エア・データ・コンピュータ
エア・データ・コンピュータ(英語: ADC Air Data ComputerまたはCADC Central Air Data Computer)とは、高高度を高速で飛行する航空機において、機外でいくつかの量を同時に計測し、それらから得られた情報を基にコンピュータが計算を行い、航空機が飛行に必要とする、気圧高度・対気速度・外気温度などを出力する装置である。日本語では外気情報処理機とも呼ばれる。
概要
[編集]航空機の飛行高度が高くなり、飛行速度が大きくなると、飛行中でのエア・データ(気圧高度・対気速度・外気温度など)の計測が複雑になる。例を上げると、外気温度を測る場合、機外で計測しても、実際の外気温度とは異なる温度が計測されてしまう[1]。それを解決する方法としては、正確な気圧高度・対気速度を知ることで実際の外気温度を算出できる。そこで、静圧・ピトー圧(動圧)・外気温度の計測を同時に行い、計測から得られた入力情報[2]を基ににコンピュータが計算を行うことで、気圧高度・対気速度[3]・外気温度[4]、ATCトランスポンダの高度応答信号、気圧高度の変化率(昇降率)、機種や高度に応じた最大運用限界速度、マッハ数[5]など[6]の飛行に必要とする正確なエア・データを電気信号として出力する。また、エア・データ・コンピュータ内部の各出力の電気信号は時分割され、1本から数本までのデータ・パスにより送信される。
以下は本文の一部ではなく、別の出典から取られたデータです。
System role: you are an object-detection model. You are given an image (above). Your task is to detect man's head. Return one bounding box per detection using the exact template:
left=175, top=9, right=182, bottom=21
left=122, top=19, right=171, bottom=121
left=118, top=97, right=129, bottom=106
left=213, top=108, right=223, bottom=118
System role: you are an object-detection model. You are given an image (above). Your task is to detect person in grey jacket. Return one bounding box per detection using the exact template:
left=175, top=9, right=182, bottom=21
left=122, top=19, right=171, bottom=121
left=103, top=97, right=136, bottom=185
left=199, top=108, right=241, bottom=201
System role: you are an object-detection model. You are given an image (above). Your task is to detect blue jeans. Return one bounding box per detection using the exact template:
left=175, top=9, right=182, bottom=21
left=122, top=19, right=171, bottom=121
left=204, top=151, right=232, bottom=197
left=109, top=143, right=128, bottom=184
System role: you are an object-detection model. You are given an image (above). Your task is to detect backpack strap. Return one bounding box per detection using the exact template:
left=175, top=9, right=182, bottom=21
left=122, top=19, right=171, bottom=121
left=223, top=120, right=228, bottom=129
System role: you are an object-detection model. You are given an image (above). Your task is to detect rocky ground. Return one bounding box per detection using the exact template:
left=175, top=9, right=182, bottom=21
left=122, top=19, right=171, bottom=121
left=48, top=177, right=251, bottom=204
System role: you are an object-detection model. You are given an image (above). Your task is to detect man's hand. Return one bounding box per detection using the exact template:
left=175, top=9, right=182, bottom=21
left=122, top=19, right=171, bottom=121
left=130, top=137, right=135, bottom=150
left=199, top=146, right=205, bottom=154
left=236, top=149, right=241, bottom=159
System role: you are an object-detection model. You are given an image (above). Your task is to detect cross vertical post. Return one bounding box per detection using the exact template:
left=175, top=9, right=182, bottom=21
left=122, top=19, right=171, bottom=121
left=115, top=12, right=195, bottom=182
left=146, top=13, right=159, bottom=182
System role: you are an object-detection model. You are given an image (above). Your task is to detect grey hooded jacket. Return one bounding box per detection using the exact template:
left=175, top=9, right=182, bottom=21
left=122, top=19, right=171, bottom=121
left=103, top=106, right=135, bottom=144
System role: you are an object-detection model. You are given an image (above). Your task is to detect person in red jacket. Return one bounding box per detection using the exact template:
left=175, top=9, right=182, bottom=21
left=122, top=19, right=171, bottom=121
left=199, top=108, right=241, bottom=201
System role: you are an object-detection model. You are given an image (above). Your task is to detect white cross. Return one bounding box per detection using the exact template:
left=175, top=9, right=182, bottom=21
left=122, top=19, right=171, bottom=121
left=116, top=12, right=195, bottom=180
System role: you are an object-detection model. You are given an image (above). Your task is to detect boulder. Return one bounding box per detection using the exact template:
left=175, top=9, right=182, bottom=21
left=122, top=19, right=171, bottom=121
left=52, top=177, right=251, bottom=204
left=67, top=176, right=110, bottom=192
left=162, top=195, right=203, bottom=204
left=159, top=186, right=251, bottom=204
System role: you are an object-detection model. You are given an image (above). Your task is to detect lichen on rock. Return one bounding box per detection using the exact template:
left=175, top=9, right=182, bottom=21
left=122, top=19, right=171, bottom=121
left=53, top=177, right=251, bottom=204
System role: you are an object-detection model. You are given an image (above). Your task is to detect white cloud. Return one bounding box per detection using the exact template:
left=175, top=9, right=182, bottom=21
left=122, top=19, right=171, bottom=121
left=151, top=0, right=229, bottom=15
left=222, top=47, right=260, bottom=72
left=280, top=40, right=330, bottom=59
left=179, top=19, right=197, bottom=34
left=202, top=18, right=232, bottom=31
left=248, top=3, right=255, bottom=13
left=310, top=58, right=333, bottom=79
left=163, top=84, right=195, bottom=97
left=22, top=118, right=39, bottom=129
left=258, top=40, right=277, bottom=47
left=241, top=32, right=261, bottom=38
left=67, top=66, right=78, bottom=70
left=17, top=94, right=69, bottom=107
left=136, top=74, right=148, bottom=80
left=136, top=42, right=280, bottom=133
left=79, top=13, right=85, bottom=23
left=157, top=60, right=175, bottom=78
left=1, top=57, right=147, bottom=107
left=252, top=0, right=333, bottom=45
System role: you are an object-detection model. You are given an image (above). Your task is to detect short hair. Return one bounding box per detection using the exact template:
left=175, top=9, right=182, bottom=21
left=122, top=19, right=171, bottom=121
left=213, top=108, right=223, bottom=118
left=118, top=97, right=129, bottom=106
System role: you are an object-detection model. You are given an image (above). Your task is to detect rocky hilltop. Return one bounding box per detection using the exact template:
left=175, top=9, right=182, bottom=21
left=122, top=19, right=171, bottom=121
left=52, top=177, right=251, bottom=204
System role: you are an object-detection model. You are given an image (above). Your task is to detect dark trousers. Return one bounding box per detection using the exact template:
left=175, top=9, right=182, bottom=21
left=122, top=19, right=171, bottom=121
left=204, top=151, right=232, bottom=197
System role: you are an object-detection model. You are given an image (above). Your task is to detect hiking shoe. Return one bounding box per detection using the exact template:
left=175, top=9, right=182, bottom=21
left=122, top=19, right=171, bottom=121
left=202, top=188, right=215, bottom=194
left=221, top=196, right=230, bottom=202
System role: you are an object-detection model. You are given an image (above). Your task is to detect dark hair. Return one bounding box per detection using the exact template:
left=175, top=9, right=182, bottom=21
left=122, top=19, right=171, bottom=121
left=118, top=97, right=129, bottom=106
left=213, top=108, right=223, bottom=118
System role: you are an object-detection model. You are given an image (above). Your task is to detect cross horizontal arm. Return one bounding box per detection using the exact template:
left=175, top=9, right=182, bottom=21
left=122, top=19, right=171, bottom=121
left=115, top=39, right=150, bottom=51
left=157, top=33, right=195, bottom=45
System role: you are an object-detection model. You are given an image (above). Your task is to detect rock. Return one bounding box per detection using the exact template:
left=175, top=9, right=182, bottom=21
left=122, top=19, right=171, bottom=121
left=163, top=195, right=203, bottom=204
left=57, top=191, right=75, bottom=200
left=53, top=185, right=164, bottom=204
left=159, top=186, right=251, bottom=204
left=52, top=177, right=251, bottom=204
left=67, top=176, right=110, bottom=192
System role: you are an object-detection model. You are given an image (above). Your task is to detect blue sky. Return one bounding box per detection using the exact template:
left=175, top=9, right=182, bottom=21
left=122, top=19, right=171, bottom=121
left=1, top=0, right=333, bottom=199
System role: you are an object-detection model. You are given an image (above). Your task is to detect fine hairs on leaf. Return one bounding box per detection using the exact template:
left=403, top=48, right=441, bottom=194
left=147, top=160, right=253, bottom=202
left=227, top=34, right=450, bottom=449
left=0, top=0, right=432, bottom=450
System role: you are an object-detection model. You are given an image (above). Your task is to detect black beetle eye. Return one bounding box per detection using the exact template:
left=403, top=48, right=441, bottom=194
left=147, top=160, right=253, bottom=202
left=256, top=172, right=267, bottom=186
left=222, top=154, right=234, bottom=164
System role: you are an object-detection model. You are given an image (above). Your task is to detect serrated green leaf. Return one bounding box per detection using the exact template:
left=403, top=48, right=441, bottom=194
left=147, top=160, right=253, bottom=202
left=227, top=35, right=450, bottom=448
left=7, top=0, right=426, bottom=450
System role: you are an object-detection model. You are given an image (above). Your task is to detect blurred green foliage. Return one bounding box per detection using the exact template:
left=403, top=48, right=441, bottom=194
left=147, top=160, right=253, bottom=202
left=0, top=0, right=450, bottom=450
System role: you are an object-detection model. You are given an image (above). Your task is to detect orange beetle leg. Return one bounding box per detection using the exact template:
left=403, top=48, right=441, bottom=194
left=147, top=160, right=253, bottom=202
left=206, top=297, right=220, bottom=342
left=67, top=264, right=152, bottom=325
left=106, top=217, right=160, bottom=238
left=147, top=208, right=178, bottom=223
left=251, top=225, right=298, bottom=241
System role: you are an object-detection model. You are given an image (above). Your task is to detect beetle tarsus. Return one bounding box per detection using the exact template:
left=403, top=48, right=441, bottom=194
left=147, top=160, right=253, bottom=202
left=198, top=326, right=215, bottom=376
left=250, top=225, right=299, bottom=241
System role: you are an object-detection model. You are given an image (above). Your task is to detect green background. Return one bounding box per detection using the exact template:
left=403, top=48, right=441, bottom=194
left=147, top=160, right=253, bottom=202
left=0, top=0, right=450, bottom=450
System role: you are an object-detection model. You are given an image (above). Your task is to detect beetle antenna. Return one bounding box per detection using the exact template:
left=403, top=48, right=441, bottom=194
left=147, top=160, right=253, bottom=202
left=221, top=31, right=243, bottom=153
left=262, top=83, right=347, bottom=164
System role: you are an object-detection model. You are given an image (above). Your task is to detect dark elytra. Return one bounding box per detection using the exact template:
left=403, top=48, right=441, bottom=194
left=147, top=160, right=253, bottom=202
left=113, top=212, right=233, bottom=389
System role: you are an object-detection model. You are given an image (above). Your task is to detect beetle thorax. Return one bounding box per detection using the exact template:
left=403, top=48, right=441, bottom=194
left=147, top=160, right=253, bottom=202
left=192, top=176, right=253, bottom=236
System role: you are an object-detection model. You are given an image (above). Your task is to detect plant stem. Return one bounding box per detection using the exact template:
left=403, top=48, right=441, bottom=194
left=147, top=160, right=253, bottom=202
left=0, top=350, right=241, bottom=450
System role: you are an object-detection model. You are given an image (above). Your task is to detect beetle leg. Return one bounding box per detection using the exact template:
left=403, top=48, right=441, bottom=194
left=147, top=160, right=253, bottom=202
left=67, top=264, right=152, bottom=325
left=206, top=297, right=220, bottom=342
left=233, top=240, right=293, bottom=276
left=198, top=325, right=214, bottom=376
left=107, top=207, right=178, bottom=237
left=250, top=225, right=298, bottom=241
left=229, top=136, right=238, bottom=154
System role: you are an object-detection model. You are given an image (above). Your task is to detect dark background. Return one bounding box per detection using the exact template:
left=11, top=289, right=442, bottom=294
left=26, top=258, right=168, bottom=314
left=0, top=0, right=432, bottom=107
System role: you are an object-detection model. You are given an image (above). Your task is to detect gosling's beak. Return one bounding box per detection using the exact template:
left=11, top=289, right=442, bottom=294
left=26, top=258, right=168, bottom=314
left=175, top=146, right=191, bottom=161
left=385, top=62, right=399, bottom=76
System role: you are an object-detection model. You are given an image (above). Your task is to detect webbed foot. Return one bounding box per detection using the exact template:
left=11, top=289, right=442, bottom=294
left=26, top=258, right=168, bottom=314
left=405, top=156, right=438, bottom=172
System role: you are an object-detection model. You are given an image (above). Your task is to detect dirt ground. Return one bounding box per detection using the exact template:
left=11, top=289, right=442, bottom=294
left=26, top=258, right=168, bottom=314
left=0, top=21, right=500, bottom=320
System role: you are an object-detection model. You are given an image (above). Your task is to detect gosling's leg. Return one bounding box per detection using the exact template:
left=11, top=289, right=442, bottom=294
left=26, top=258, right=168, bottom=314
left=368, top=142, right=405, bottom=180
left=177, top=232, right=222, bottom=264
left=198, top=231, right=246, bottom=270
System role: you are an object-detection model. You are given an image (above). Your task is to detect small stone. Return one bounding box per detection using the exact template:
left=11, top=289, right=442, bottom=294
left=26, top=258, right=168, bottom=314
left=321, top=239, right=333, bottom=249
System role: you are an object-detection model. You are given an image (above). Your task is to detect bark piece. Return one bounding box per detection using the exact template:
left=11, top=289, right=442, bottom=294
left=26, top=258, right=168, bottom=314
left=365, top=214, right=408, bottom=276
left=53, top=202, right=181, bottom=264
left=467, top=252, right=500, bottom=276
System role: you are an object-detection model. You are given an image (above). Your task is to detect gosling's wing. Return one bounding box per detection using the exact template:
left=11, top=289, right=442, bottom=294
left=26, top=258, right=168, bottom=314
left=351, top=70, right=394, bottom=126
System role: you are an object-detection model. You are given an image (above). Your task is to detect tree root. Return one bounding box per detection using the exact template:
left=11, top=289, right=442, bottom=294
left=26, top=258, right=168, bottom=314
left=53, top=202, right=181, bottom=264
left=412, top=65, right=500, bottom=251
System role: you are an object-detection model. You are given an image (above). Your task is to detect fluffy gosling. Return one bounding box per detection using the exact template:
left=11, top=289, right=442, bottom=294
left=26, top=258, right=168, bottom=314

高高度飛行や高速飛行を行う航空機では、正しいルートを飛行するために必要な装置であり、飛行中のある時点で計測した気圧高度・対気速度・昇降率・マッハ数の値をホールド(固定)して、それらの値からの変化分を求めて出力を行う機能があり、それを自動操縦装置が入力すると、それらの値を0とするように自動操縦装置が作動して、その時点で計測した値での一定の気圧高度・対気速度・昇降率・マッハ数の飛行を行うことができる。また、エア・データ・コンピュータの内部では、各計算部・変換部・電源部などが正常に作動しているか否かを監視する異常監視機能があり、異常があった場合には、関連する指示器や中央監視盤に異常を表示するための信号を出力する。
初期に開発されたエアー・データ・コンピュータは、カム・リンク・ポテンシャルメータ・サーボモータなどを使用した電気・機械的なアナログ・コンピュータであったが、その後の電子計算機の発展によって性能が大幅に改善されており、現在はソリッドステート化されたデジタル・コンピュータが使用されている。
脚注
[編集]- ^ 受感部に空気が衝突して圧縮され、温度が上昇するため、正確な外気温度の測定ができない。
- ^ その他にも、気圧規正値の情報、外部からの受ける影響を補正するための温度・姿勢・加速度の情報、機体の静圧孔に生じる誤差を補正するSSECジャンパからの補正の情報、航空機の最大運用限界速度を発生させるためのVmo選択ジャンパからの情報がある。
- ^ 航空機の近くの気流の乱れや、速度・姿勢・フラップの位置などで変わる、全圧・静圧系統の誤差と速度計自体の誤差とを含んだ指示対気速度(IAS)の誤差を修正した校正対気速度(CAS)、CASから高度の変化により空気の密度が変化することで速度計の指示が変化する誤差を修正した真対気速度(TAS)の2つがある。
- ^ 大気の真の温度である真大気温度(SAT)、温度計の受感部に衝突した空気が断熱圧縮され温度が上昇して真大気温度より高い温度を感知する全温度(TAT)の2つがある。
- ^ 音速近くで飛行する航空機の場合、高度が上昇すると音速が低下するため、対気速度はマッハ数によって制限される。また、対気速度が音速に接近すると、突風などで機体の一部が音速以上となり、衝撃波が発生して危険な状態となるため、マッハ数を知ることが重要になる。
- ^ 実際はそれ以上に多くのデータが出力される。